By on / Dispute Resolution

Suppose that one bargainer is impatient, gritting her teeth and thinking, “Cut to the chase,  for Pete’s sake!” Feeling pressured, the other person wants to say, “Easy on the coffee, pal! Let’s give this the time it deserves.”

According to a recent study by professor Karen J. Jansen of Pennsylvania State University’s Smeal College of Business and Amy L. Kristoff-Brown of the Tippie College of Business at the University of Iowa, this different sense of pacing will lead both parties to experience psychological strain.

Being out of sync will likely dampen their willingness to be helpful. Even if they do reach agreement, they may feel less satisfied with the process than if their feelings about time were harmonized.

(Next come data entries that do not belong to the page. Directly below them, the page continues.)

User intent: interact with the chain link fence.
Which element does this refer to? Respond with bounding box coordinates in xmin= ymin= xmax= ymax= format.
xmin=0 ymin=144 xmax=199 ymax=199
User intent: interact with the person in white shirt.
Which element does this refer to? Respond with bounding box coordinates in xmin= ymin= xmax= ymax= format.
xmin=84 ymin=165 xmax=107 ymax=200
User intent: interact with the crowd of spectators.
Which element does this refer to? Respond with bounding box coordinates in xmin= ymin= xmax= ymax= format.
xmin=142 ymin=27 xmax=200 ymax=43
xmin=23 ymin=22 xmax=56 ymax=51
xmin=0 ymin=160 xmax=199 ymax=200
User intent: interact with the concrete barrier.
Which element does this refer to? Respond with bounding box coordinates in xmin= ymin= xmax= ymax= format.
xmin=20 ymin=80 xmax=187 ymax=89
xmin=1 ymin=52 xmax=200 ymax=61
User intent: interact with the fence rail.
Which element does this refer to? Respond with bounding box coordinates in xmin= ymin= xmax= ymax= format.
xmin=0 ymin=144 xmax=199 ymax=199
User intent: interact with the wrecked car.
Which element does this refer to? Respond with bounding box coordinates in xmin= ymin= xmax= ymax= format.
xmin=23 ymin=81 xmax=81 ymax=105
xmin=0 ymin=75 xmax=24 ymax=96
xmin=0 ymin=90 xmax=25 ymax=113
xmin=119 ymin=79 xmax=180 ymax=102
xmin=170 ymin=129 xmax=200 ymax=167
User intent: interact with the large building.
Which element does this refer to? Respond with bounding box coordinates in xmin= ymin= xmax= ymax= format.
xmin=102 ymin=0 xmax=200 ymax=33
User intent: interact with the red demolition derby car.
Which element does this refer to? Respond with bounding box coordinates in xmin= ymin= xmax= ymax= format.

Having a compatible sense of timing may be especially important in negotiations that take place in teams. The researchers surveyed more than 400 employees of a highly unionized plant. They identified individual time preferences and looked at the composition of different work groups, and then analyzed people’s self-reported job stress and satisfaction.

As expected, “hurriedness” increased feelings of stress, yet it reduced job satisfaction only when some members of the group were out of sync with others.

Even people who would ideally prefer a slow pace still maintained a high level of satisfaction as long as everyone else in the group marched to the same drummer. But when people felt rushed by others, frustration on both sides shattered cohesion.

The study suggests two important lessons for negotiators, whether dealing with colleagues or external parties. First, if you are a new arrival in an existing group you likely will be more aware of other people’s habitual rhythms than they themselves will be. Thus, it may be your responsibility to adjust. Second, rushed individuals feel more strain than those who are slowed by others. Impatience may gnaw at you when the other party seems to be going around in circles. Pressuring them, however, may not be in your interest, as it could slow their decision making even further.